The surgeries are a last resort in the fight against obesity and its related complications. They are often a better choice than letting children’s health get progressively worse.
Statistics compiled by regulator Health Authority Abu Dhabi (Haad), indicate that nearly 30 per cent of schoolgoing children in Abu Dhabi are overweight or obese and the proportion rises to 40 per cent among teenagers.
Dr Evan Nadler, paediatric surgeon and co-director of an obesity institute at the Children’s National Medical Centre (CNMC) in Washington, told Gulf News that he now has to operate on more patients aged 13 years and younger.
“In the United States, teenage obesity is still on the rise. And while data about the UAE’s children is harder to come by, we know that the country is among nations with the highest proportion of people suffering from obesity,” Dr Nadler said.
The CNMC, which houses the Shaikh Zayed Institute for Paediatric Surgical Innovation, works closely with healthcare officials in Abu Dhabi. Some of Dr Nadler’s patients are even referred from hospitals in the Gulf region.
“People are more aware these days of bariatric surgery as a successful intervention for treating obesity. They hear of more success stories.

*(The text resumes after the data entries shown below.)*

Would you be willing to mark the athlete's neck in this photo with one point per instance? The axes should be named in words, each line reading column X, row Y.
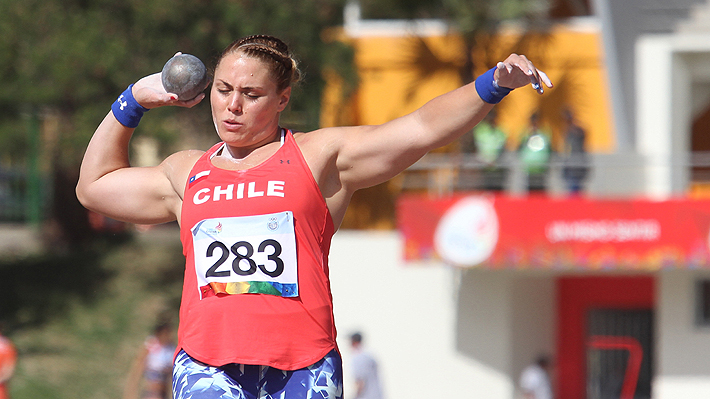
column 241, row 153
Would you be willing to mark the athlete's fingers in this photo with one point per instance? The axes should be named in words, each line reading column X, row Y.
column 517, row 71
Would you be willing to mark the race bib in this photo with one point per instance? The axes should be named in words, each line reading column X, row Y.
column 246, row 255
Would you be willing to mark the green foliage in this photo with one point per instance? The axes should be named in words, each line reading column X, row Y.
column 80, row 324
column 75, row 56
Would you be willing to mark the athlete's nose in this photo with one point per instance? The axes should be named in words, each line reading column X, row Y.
column 234, row 105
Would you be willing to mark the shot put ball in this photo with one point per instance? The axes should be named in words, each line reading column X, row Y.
column 184, row 75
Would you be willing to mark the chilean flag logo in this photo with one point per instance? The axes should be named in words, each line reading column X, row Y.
column 199, row 176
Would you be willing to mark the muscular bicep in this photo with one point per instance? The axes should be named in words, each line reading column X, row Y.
column 370, row 155
column 374, row 154
column 135, row 195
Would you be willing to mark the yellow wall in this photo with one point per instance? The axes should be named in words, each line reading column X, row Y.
column 399, row 74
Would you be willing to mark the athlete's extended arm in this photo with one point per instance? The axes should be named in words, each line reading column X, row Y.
column 110, row 186
column 370, row 155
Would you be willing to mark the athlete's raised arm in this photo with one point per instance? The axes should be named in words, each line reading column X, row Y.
column 369, row 155
column 107, row 182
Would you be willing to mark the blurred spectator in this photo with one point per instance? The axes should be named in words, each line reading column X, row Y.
column 490, row 144
column 535, row 380
column 535, row 151
column 155, row 363
column 367, row 380
column 575, row 169
column 8, row 359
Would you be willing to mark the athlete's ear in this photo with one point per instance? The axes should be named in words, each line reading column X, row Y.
column 284, row 99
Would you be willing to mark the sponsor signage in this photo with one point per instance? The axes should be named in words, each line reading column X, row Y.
column 539, row 232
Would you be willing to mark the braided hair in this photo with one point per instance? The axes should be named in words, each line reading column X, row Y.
column 271, row 51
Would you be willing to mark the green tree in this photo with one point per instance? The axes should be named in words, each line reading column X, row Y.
column 65, row 61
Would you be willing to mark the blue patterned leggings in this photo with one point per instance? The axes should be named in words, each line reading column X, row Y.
column 196, row 380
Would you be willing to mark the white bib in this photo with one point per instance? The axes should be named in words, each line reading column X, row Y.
column 246, row 254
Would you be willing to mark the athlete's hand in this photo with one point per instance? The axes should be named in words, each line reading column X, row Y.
column 517, row 71
column 150, row 93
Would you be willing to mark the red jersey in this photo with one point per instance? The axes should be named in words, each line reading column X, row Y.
column 256, row 244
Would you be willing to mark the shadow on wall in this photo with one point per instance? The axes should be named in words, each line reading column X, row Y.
column 480, row 320
column 505, row 321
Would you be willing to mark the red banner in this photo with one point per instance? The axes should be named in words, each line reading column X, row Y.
column 540, row 232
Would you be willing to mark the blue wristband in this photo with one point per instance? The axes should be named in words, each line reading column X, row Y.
column 127, row 110
column 488, row 89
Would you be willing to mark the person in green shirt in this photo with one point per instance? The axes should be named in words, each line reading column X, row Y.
column 535, row 151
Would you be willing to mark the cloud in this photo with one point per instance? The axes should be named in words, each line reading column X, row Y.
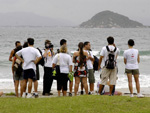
column 78, row 10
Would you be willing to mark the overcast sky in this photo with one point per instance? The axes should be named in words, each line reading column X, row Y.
column 78, row 11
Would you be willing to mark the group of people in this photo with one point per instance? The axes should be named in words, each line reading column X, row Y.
column 25, row 60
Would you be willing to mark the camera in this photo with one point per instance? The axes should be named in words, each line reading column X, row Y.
column 49, row 45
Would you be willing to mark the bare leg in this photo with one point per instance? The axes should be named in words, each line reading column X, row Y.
column 21, row 88
column 91, row 87
column 70, row 86
column 24, row 85
column 29, row 85
column 84, row 80
column 64, row 93
column 81, row 86
column 35, row 86
column 130, row 83
column 16, row 87
column 100, row 88
column 136, row 78
column 111, row 89
column 77, row 81
column 59, row 93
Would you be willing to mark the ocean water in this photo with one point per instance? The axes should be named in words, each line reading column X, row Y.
column 97, row 37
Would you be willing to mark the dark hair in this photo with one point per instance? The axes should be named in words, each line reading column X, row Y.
column 25, row 44
column 81, row 45
column 18, row 48
column 131, row 42
column 86, row 43
column 47, row 42
column 30, row 41
column 110, row 40
column 17, row 42
column 62, row 42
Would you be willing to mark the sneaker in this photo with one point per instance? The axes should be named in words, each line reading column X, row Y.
column 35, row 95
column 24, row 95
column 29, row 95
column 50, row 93
column 140, row 96
column 82, row 92
column 131, row 95
column 70, row 94
column 90, row 93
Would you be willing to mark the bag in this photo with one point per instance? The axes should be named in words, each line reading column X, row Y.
column 56, row 71
column 110, row 63
column 96, row 61
column 41, row 62
column 18, row 67
column 95, row 65
column 70, row 76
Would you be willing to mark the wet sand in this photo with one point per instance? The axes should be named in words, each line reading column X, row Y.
column 125, row 92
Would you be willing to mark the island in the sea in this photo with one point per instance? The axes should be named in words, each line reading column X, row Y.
column 109, row 19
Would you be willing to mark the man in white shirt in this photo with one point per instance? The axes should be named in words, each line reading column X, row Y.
column 90, row 60
column 48, row 57
column 131, row 60
column 106, row 74
column 30, row 57
column 63, row 42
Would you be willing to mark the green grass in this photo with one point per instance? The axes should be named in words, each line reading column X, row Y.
column 79, row 104
column 10, row 94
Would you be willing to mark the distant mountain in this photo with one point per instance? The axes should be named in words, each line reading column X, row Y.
column 108, row 19
column 30, row 19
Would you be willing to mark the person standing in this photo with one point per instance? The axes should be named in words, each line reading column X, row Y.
column 131, row 60
column 18, row 73
column 80, row 68
column 47, row 78
column 90, row 60
column 31, row 57
column 64, row 42
column 108, row 61
column 12, row 54
column 65, row 63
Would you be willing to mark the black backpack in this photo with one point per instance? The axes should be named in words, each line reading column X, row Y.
column 95, row 65
column 41, row 62
column 96, row 61
column 19, row 70
column 110, row 63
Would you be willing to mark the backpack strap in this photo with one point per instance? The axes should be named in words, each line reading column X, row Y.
column 115, row 49
column 107, row 48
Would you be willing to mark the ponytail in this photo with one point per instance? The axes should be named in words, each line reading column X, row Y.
column 81, row 54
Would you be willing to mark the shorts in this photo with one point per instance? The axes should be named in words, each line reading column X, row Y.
column 62, row 80
column 91, row 76
column 110, row 74
column 18, row 77
column 132, row 71
column 29, row 74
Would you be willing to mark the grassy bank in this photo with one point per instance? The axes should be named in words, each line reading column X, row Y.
column 79, row 104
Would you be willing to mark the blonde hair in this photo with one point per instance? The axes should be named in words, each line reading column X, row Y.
column 63, row 49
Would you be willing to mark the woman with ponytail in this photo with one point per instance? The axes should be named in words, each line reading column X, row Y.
column 80, row 68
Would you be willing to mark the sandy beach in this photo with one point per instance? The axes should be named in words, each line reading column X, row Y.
column 125, row 91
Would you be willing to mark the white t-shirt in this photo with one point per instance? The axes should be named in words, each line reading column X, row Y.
column 104, row 53
column 64, row 60
column 48, row 59
column 29, row 54
column 131, row 55
column 89, row 62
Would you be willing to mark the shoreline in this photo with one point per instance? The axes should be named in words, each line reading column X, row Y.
column 125, row 91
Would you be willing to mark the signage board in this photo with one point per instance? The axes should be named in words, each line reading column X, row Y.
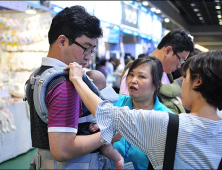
column 129, row 15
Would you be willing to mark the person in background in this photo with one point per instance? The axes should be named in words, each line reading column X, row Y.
column 117, row 73
column 199, row 141
column 178, row 72
column 143, row 81
column 101, row 67
column 123, row 85
column 172, row 51
column 72, row 37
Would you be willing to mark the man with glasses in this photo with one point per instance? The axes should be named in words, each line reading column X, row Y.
column 72, row 38
column 173, row 51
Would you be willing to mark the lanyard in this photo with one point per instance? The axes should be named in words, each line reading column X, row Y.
column 126, row 149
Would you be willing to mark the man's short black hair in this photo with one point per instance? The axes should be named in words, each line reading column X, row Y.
column 207, row 67
column 179, row 40
column 74, row 22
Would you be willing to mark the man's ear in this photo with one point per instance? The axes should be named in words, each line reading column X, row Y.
column 61, row 41
column 167, row 50
column 198, row 81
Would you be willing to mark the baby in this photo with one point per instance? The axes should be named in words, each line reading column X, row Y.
column 100, row 81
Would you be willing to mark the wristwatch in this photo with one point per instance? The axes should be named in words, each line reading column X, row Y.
column 104, row 142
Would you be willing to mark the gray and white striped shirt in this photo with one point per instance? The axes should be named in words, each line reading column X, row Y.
column 199, row 144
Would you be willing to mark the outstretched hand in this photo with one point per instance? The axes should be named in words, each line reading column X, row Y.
column 75, row 71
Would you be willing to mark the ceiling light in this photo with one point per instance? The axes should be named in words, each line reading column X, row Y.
column 145, row 3
column 217, row 7
column 158, row 11
column 153, row 9
column 196, row 10
column 30, row 11
column 201, row 48
column 166, row 20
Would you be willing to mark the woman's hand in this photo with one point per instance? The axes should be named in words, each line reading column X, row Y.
column 75, row 71
column 117, row 137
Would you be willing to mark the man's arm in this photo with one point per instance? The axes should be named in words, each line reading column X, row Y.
column 65, row 146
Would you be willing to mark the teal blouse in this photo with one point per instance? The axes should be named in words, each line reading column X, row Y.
column 129, row 152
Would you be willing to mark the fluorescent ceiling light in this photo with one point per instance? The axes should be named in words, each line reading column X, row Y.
column 158, row 11
column 153, row 9
column 31, row 11
column 217, row 7
column 196, row 10
column 145, row 3
column 166, row 20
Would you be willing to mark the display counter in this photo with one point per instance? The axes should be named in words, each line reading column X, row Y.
column 17, row 141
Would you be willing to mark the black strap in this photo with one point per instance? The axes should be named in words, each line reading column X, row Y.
column 171, row 142
column 220, row 165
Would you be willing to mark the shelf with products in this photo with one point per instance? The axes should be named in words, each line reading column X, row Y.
column 23, row 43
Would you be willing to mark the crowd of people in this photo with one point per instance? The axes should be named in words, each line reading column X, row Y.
column 133, row 128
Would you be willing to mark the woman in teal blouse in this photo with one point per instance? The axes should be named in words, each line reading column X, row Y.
column 143, row 82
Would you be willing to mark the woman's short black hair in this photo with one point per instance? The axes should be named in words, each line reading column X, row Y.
column 74, row 22
column 207, row 66
column 156, row 71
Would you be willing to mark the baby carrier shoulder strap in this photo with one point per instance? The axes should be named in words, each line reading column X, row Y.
column 171, row 142
column 39, row 84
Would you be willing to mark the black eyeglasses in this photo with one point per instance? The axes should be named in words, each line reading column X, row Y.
column 181, row 60
column 86, row 50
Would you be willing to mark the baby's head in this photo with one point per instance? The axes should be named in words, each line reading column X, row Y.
column 98, row 78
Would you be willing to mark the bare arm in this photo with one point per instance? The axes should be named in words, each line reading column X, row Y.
column 90, row 99
column 66, row 146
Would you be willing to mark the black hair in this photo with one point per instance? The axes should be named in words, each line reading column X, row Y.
column 156, row 70
column 74, row 22
column 207, row 66
column 179, row 40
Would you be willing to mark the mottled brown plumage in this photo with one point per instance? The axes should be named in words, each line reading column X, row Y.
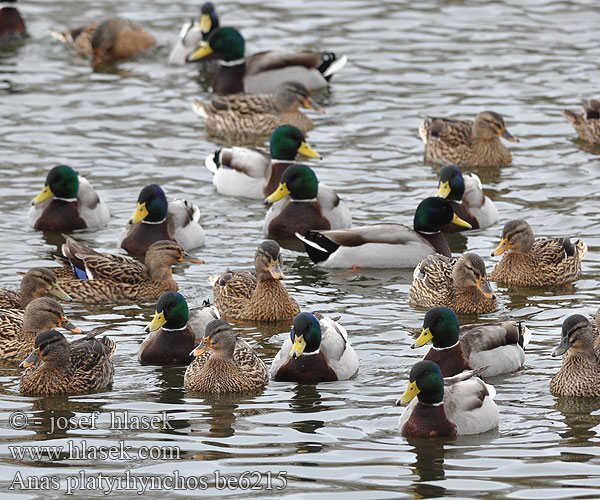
column 243, row 296
column 586, row 124
column 231, row 366
column 465, row 143
column 56, row 366
column 459, row 284
column 539, row 262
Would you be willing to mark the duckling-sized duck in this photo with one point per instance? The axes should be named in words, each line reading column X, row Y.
column 110, row 40
column 12, row 25
column 67, row 202
column 258, row 114
column 194, row 33
column 466, row 143
column 317, row 350
column 245, row 296
column 468, row 199
column 90, row 276
column 460, row 284
column 264, row 71
column 232, row 365
column 385, row 245
column 56, row 366
column 310, row 205
column 579, row 374
column 536, row 262
column 586, row 124
column 173, row 334
column 253, row 174
column 37, row 282
column 18, row 329
column 454, row 406
column 156, row 219
column 494, row 347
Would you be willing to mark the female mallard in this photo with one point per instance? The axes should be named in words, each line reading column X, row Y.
column 587, row 124
column 317, row 350
column 252, row 174
column 37, row 282
column 90, row 276
column 385, row 245
column 310, row 205
column 56, row 366
column 261, row 297
column 258, row 114
column 494, row 347
column 12, row 25
column 156, row 219
column 454, row 406
column 194, row 33
column 107, row 41
column 460, row 284
column 466, row 143
column 232, row 366
column 67, row 202
column 18, row 329
column 172, row 333
column 264, row 71
column 579, row 374
column 536, row 262
column 468, row 199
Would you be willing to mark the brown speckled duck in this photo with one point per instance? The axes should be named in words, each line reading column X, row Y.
column 460, row 284
column 579, row 374
column 18, row 329
column 231, row 367
column 261, row 297
column 258, row 114
column 536, row 262
column 465, row 143
column 56, row 366
column 90, row 276
column 37, row 282
column 110, row 40
column 586, row 124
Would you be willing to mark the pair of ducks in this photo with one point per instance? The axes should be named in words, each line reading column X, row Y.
column 68, row 201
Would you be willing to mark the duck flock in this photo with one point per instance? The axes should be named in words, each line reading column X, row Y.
column 261, row 95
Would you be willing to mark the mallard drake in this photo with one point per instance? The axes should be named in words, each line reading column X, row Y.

And as doctors, we are willing to suggest weight-loss surgeries if required; the longer the patient stays obese, the worse the related complications, such as diabetes and hypertension,” the doctor explained.
Among young patients, bariatric surgeries are recommended for diabetic patients if their body mass index (BMI) is 35 and above. For those without diabetes, surgeries are typically advised if their BMI is 40 and above. However, these procedures may be prescribed at a lower BMI if the patient has other comorbidities, such as diabetes and hypertension.
“Without treatment, these patients face an increased risk of heart disease, as well as early death in case of a cardiovascular event. This does not mean that the bariatric surgeries are an answer to the obesity epidemic. Instead, parents should keep an open mind and discuss their options if their children have certain pressing risk factors,” Dr Nadler said.
In many cases, he operates on children who suffer from obesity that occurs due to genetic conditions. For example, he performed bariatric surgery on an Emirati girl aged four years and nine months, who weighed 69kg. Her abnormal weight gain had occurred due to high levels of cortisone, a naturally occurring hormone produced by the adrenal gland.
Dr Fuad Ahmad, consultant for general and bariatric surgery at Abu Dhabi’s Burjeel Hospital, agreed that surgery is not the first course of treatment.
“We advise that young patients undergo psychological counselling, especially as weight loss attained through bariatric procedures cannot be maintained unless patients make healthier lifestyle choices after the surgery,” he said.
The doctor said that he now comes across a growing number of children who fit the criteria for bariatric surgeries, including high BMIs and other comorbidities.
“Weight-loss surgeries among young patients are definitely a growing field in the UAE,” Dr Ahmad added.